Employee Onboarding – 22 Simple Ways To Get It Right!

A manual employee onboarding process can be a bit of a drag, especially if there is no clear checklist, required dates, and expectations for your managers. Top businesses invest in employee onboarding software platforms and ensure their onboarding flows are productive.

As part of new employee onboarding, HR evaluates the period from when an offer is made until an employee becomes a valuable contributor to the organization, and there are many opportunities to wow your new hire in this process.

Onboarding involves all procedures during that period, together with the orientation program, setting up performance measures, training plan, establishing an assessment circle, and forms or template builders.

What is Employee Onboarding?

Onboarding is familiarizing new hires with a company’s culture and work environment. This time is crucial for the manager to provide guidance and expectations for the worker (assuming they have the skills and qualifications).

You can check out more about onboarding here in our flagship article – The 4 Phases to Onboarding!

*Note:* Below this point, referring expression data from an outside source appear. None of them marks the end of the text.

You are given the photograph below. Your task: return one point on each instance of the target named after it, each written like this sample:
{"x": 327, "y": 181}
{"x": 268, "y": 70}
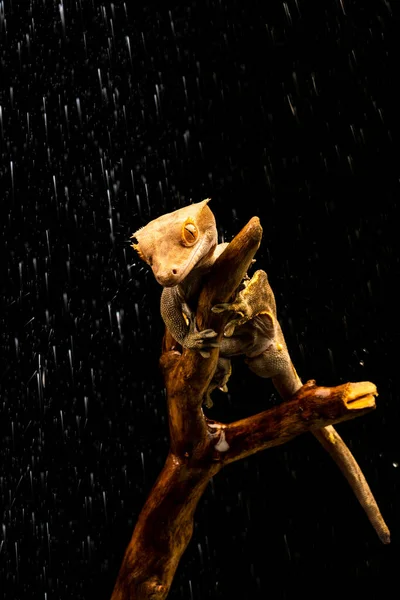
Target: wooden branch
{"x": 200, "y": 447}
{"x": 311, "y": 408}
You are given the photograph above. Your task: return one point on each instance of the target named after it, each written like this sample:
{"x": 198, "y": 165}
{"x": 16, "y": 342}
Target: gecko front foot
{"x": 202, "y": 341}
{"x": 254, "y": 298}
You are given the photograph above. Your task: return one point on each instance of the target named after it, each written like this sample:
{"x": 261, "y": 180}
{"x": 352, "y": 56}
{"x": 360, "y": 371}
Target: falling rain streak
{"x": 110, "y": 115}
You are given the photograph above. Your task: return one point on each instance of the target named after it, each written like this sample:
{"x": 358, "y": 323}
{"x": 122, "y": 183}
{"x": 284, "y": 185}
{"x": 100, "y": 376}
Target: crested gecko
{"x": 180, "y": 247}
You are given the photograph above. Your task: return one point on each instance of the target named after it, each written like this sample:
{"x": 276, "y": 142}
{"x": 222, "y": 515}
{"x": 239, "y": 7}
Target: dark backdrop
{"x": 111, "y": 114}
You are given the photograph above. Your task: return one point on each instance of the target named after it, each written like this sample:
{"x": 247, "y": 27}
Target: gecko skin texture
{"x": 180, "y": 248}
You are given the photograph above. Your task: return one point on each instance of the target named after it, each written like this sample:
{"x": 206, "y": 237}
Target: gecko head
{"x": 175, "y": 243}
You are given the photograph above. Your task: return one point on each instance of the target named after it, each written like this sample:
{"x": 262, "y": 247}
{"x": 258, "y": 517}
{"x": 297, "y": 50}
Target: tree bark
{"x": 200, "y": 447}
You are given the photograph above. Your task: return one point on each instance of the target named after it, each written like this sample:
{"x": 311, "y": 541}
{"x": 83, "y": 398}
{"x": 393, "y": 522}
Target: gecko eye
{"x": 189, "y": 233}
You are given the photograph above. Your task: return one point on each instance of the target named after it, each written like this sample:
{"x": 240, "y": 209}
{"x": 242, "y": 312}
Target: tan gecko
{"x": 180, "y": 247}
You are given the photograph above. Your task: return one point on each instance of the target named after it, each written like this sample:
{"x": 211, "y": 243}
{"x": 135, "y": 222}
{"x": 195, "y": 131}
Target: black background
{"x": 112, "y": 114}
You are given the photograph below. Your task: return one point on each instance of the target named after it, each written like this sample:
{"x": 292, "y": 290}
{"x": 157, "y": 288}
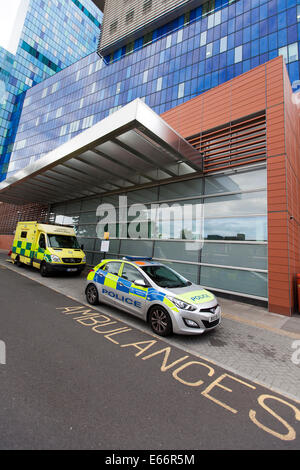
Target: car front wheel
{"x": 160, "y": 321}
{"x": 92, "y": 294}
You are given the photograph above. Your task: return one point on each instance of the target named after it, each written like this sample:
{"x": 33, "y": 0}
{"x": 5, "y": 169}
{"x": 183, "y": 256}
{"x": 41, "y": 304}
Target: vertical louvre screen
{"x": 237, "y": 143}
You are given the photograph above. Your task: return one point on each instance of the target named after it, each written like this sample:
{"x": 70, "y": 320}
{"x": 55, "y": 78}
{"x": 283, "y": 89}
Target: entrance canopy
{"x": 131, "y": 147}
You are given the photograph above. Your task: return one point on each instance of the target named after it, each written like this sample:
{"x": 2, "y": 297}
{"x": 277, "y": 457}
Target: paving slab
{"x": 250, "y": 341}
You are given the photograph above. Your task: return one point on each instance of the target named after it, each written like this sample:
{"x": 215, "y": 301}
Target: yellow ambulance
{"x": 49, "y": 248}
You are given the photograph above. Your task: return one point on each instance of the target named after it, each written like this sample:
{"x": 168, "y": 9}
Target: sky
{"x": 9, "y": 24}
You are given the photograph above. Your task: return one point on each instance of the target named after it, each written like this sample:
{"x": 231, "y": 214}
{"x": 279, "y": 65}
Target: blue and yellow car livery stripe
{"x": 126, "y": 287}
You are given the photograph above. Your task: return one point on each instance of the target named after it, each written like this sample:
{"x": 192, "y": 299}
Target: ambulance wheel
{"x": 92, "y": 294}
{"x": 44, "y": 270}
{"x": 160, "y": 321}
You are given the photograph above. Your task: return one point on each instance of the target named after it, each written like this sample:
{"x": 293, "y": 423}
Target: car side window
{"x": 42, "y": 241}
{"x": 112, "y": 268}
{"x": 130, "y": 273}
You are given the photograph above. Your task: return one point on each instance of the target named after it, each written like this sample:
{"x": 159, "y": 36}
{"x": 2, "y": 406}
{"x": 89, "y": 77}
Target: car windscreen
{"x": 165, "y": 277}
{"x": 63, "y": 241}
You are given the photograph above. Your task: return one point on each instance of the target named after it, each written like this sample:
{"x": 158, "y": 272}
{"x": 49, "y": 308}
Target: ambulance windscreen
{"x": 63, "y": 241}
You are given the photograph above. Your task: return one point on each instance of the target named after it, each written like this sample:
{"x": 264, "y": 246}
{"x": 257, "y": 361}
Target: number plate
{"x": 213, "y": 318}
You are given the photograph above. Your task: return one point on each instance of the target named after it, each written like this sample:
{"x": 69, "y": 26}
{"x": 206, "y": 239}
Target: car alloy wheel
{"x": 160, "y": 321}
{"x": 92, "y": 294}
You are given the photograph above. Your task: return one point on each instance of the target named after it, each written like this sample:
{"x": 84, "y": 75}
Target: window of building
{"x": 145, "y": 76}
{"x": 74, "y": 126}
{"x": 159, "y": 84}
{"x": 129, "y": 17}
{"x": 180, "y": 90}
{"x": 209, "y": 49}
{"x": 169, "y": 41}
{"x": 147, "y": 38}
{"x": 238, "y": 54}
{"x": 289, "y": 53}
{"x": 113, "y": 27}
{"x": 293, "y": 52}
{"x": 147, "y": 6}
{"x": 63, "y": 131}
{"x": 87, "y": 122}
{"x": 223, "y": 44}
{"x": 203, "y": 38}
{"x": 179, "y": 36}
{"x": 118, "y": 88}
{"x": 208, "y": 7}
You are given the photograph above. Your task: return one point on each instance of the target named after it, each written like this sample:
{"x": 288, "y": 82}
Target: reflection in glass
{"x": 247, "y": 282}
{"x": 236, "y": 228}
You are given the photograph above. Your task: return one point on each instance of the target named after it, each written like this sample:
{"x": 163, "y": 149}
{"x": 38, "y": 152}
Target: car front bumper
{"x": 204, "y": 321}
{"x": 65, "y": 268}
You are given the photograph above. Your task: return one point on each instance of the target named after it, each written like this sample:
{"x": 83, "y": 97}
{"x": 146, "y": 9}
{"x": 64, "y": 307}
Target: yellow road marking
{"x": 258, "y": 324}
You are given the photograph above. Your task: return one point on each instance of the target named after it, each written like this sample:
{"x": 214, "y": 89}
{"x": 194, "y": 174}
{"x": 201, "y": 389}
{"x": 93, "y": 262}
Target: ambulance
{"x": 49, "y": 248}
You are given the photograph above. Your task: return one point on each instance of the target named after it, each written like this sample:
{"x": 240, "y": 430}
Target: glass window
{"x": 189, "y": 271}
{"x": 209, "y": 49}
{"x": 163, "y": 276}
{"x": 238, "y": 54}
{"x": 236, "y": 204}
{"x": 134, "y": 248}
{"x": 180, "y": 90}
{"x": 181, "y": 189}
{"x": 293, "y": 52}
{"x": 159, "y": 84}
{"x": 235, "y": 254}
{"x": 184, "y": 251}
{"x": 236, "y": 228}
{"x": 236, "y": 182}
{"x": 203, "y": 38}
{"x": 179, "y": 36}
{"x": 284, "y": 52}
{"x": 223, "y": 44}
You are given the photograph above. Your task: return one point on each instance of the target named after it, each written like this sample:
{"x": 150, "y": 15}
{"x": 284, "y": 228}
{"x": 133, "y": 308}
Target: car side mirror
{"x": 140, "y": 283}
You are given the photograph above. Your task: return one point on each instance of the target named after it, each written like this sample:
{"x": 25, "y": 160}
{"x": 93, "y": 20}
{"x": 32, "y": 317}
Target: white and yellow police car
{"x": 155, "y": 293}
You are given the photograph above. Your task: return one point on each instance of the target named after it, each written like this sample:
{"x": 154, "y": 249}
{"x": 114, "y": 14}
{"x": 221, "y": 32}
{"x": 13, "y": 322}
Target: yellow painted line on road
{"x": 257, "y": 324}
{"x": 185, "y": 349}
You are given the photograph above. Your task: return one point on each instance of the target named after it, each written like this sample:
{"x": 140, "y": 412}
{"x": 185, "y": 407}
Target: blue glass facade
{"x": 199, "y": 55}
{"x": 56, "y": 34}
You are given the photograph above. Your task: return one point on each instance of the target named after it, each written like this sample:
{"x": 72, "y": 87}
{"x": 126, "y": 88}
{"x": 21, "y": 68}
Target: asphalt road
{"x": 71, "y": 378}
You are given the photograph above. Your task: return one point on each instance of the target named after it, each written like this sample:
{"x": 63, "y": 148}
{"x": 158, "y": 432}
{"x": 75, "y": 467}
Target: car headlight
{"x": 182, "y": 305}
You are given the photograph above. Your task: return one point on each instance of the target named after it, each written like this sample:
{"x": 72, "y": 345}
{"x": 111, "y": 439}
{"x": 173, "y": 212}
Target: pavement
{"x": 73, "y": 378}
{"x": 258, "y": 345}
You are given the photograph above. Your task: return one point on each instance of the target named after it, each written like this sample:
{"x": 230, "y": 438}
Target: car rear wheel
{"x": 160, "y": 321}
{"x": 92, "y": 294}
{"x": 18, "y": 262}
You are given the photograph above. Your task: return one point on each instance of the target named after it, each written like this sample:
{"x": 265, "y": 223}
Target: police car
{"x": 155, "y": 293}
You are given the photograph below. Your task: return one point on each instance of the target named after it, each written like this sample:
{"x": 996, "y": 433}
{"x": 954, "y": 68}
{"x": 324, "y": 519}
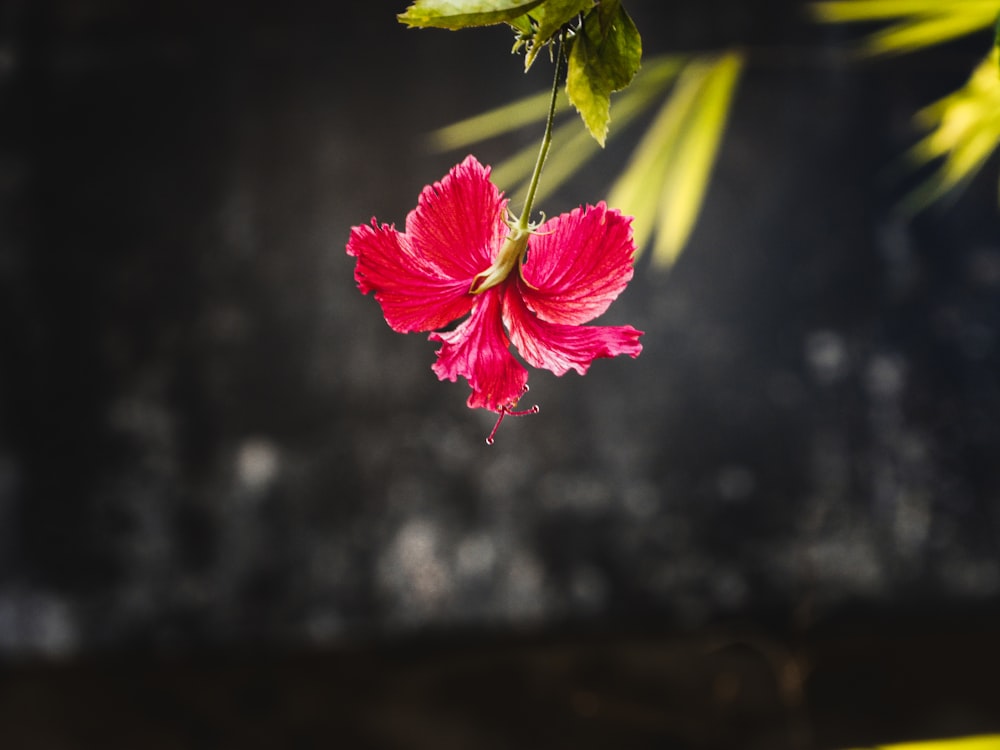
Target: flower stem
{"x": 524, "y": 222}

As the time for any new hire to fully onboard into the company and its culture, some firms regard onboarding as a one-day occasion, while others view it as an 18-month course.

We believe it doesn’t matter how long the process takes; what matters is the process and proficiency of transferring the role knowledge and company core values to the new employee.

Why Efficient Employee Onboarding Matters?

benefits to an efficient employee onboarding process
Six Benefits of an efficient employee onboarding process

Onboarding new hires is crucial in two ways.

First, consider how it affects your employees individually, then consider how it affects your company.

1. Increased Efficiency

The influence of employee onboarding on productivity rates is one of the most obvious advantages for a firm.

Compared to companies with no onboarding system, those with documented and efficient onboarding programs get 54 percent higher recruit productivity (source). These productivity gains can translate to tremendous success for your staff, company, and consumers.

2. Enhanced Retention

Organizations have cited onboarding as one of the most critical long-term advantages.

A positive onboarding experience helps you avoid high turnover’s time-consuming and costly consequences by keeping your workers on board longer.

Companies with an onboarding process have a 50% higher recruit retention rate, and 69 percent of workers are likelier to stay with a business for three years (source) if they have had a positive onboarding experience.

This is essential as the average tenure of workers is decreasing year on year.

3. Increased Employee Engagement

Employee engagement is a statistic that every company should pay attention to.

It is like a pulse test on your staff and relates to how eager they are to contribute to your company’s success. It influences everything from productivity to retention to customer satisfaction and everything in between.

It is a successful way to get workers involved from the start, with one study indicating that 54 percent of organizations using onboarding programs and onboarding software have increased employee engagement.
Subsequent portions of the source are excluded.